Party election sign tracking: Mostly Blue, and some Maverick
Jim writing…
Before we left my cousin’s house in Gibbons Alberta, I had to get a photo with my cousin Rob, and I also had to give him a big hug. He had grown so much since the last time I saw him. I am proud of the boy. He is the only member of our family out west. It was good to see him smile as we drove off to Jasper. The road was beautiful and smooth sailing. He told us about places to see along our journey to Jasper.
Coming into Jasper was a weird feeling. The little tourist town of Jasper was busier than Edmonton. People from all over the world were enjoying the sights. It was a weird to hear German, Dutch, and Mandarin being spoken knowing that these international visitors were able to come into our country during a pandemic and move more freely than many people of this country. For context: in September 2021, Manitoba and PEI required “vaccines” for out-province visitors (or 14-day quarantine regardless of presenting symptoms); and in Quebec, vaccines were required to sit and enjoy a coffee at a café (or sit in any restaurant for that matter).
The Town of Jasper was beautiful but like I said earlier, it was a tourist trap. Even though, we just left our community which is heavily depended on tourism, I realized that we will likely never see high the numbers of tourists that Jasper does.
Photo credit: Jaime Lee Lightle
Getting away from the town of Jasper and seeing what the park had to offer was more up my alley. My ankle was still tender from driving so we decided on the shortest of the hikes. Halfway along the hike my ankle started to throb more and more. I saw a younger couple walking on the trail heading back to the parking lot. I asked them one question: “Was the hike worth it?”. They both smiled at us and with excitement said: “YES!” That gave me the motivation to keep going.
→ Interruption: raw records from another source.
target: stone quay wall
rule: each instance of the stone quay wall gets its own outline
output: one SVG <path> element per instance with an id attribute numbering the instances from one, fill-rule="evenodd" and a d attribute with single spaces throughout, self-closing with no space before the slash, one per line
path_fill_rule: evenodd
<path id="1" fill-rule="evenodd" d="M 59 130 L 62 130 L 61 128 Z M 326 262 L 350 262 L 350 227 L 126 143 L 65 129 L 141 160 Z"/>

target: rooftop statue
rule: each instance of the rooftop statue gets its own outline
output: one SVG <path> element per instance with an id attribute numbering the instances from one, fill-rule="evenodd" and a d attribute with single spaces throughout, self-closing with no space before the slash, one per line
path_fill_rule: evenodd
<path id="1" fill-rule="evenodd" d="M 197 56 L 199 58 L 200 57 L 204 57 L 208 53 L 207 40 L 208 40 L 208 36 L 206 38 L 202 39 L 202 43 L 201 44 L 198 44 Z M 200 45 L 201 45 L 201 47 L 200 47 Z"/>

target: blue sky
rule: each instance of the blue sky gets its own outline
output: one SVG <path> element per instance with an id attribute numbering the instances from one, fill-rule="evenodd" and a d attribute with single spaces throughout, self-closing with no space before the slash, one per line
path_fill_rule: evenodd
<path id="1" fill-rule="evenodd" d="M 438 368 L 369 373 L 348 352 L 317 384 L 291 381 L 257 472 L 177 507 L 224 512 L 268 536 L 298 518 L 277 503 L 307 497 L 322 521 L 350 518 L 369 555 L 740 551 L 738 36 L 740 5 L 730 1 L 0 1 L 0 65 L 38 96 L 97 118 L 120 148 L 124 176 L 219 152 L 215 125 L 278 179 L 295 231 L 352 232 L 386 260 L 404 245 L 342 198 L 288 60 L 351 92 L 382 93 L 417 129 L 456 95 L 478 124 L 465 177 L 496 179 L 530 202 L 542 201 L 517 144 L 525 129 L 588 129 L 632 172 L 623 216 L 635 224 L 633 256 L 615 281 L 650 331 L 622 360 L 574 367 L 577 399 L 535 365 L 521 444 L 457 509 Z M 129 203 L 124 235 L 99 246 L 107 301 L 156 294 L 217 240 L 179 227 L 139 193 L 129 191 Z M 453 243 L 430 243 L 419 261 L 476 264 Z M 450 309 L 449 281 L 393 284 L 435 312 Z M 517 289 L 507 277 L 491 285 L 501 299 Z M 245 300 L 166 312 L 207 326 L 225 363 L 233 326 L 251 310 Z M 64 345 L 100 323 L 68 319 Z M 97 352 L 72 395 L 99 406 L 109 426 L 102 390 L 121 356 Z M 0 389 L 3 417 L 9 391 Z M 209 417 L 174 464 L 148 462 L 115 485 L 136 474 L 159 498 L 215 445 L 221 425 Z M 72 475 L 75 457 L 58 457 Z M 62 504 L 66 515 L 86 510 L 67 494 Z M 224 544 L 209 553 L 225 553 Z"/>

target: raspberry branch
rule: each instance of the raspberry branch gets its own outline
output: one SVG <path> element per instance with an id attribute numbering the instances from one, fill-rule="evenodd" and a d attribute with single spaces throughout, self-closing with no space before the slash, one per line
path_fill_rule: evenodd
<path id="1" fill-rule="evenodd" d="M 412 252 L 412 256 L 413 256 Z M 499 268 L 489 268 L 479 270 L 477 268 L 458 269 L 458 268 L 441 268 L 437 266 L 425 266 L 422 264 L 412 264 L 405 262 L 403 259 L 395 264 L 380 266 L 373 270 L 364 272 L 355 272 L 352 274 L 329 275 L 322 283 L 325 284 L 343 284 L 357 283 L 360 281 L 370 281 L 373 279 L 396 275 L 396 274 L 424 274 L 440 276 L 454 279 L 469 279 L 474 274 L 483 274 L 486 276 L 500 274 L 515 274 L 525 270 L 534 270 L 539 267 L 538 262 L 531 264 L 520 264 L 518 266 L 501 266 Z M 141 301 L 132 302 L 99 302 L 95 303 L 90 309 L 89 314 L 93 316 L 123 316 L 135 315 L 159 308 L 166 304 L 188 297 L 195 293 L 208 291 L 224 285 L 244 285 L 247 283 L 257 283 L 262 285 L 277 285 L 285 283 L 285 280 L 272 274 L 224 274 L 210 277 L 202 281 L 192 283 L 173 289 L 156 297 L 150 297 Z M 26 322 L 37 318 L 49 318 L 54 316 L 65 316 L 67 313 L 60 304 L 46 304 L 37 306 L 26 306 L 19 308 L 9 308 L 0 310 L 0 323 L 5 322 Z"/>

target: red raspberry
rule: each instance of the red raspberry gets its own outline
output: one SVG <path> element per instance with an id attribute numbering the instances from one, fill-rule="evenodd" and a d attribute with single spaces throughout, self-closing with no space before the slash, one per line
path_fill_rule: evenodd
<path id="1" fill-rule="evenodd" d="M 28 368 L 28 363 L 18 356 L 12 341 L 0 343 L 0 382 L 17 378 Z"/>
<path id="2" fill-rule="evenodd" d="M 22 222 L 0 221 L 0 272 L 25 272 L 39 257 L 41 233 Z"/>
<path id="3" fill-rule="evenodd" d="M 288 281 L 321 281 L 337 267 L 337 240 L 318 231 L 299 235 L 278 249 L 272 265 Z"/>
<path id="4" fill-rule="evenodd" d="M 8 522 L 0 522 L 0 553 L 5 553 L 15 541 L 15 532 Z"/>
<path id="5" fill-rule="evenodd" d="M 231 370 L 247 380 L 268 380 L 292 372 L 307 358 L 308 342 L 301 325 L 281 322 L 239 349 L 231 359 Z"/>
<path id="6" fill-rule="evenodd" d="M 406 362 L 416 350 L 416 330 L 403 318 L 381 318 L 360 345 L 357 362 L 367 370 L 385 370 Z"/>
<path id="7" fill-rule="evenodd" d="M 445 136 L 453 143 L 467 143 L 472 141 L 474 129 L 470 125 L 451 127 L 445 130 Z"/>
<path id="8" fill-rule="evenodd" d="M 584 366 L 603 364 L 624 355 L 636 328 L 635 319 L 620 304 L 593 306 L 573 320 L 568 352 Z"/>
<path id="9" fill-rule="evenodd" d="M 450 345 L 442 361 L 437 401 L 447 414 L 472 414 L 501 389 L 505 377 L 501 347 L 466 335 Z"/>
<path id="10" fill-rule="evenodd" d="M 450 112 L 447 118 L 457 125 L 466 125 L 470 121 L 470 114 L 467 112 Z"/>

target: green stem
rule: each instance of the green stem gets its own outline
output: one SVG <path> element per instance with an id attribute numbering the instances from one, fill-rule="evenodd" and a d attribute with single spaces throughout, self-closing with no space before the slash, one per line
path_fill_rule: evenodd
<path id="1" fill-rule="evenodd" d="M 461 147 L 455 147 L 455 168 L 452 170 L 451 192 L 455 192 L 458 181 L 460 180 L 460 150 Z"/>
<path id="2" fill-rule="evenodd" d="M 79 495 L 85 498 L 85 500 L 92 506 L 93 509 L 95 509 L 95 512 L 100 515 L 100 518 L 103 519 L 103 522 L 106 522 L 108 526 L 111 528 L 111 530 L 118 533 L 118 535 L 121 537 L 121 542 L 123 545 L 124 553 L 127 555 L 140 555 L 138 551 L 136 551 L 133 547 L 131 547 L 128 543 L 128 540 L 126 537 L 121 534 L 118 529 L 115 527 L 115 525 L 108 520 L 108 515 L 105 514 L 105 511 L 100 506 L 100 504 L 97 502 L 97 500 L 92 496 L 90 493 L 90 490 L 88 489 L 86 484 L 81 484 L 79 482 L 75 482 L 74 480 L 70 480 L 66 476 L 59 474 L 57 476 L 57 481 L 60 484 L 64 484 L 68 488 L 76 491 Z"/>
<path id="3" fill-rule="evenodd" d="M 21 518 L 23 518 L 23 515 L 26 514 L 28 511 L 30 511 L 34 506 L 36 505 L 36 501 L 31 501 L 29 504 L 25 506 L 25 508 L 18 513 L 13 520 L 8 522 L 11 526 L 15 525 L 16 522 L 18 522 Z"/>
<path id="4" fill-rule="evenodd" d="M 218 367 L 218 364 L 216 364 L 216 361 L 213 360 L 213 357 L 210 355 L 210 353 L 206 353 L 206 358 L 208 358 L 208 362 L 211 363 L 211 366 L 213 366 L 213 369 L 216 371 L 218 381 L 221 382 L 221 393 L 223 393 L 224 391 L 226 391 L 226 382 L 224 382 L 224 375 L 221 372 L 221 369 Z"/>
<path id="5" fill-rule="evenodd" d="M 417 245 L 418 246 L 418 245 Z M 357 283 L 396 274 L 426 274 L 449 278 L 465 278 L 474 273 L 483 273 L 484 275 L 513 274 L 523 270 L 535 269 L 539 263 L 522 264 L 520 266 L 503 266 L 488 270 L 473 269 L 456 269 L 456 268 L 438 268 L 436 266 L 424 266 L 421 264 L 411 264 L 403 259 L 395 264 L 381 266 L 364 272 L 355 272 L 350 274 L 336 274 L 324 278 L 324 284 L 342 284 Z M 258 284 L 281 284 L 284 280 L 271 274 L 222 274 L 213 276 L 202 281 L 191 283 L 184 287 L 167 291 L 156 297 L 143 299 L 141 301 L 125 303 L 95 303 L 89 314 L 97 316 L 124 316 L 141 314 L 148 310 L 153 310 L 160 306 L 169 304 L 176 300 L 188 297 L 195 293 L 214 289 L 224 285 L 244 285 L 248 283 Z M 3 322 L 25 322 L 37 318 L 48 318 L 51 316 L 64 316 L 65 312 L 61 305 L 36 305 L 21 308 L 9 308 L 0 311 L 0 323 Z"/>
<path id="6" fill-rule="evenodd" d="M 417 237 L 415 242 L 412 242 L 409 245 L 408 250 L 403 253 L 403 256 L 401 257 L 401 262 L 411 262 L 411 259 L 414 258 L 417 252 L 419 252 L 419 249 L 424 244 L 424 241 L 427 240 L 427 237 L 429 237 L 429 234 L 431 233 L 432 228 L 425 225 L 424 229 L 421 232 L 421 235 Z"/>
At about the 20-minute mark of our hike, we made it past one little lake with an emerald, green hue. The next lake we came across was a beautiful glacial blue and it had a dock. My ankle was near done so we decided to stop, and I sat at the edge of the dock and dipped my bad ankle into the water. The water was so cold it began to numb my ankle. It was almost like a gift from God. The pain faded away and all the troubles of the day seemed to float away as I stared out at the blue lake. Jaime and I had a great time talking and relaxing with our feet in the water.
Left to right: Espanola Ontario (2022) Jaime Lee Lightle; Rouleau Saskatchewan (2022) Jaime Lee Lightle
With a fresh invigorated ankle, we decided to walk back. As we walked both of our energies were positive in thanks to the healing of the beautiful blue glacial Lake. As we headed down the trail, we came across people that were watching us. They were really not watching us but they were watching female deer following us down the trail. Nature seemed to be on our side today. When we made it to camp, the nature seemed to know we were touched by the glacial Lake. Elk and more elk and oh did I mention the elk. No fire at our site was a little discouraging but Nature’s guests seem to keep my mind off it.
Photo credit: Jaime Lee Lightle
This is the place that restores the tanks of every Canadian. If you take the time to hear and see the spectacles of nature. Today My tank is full.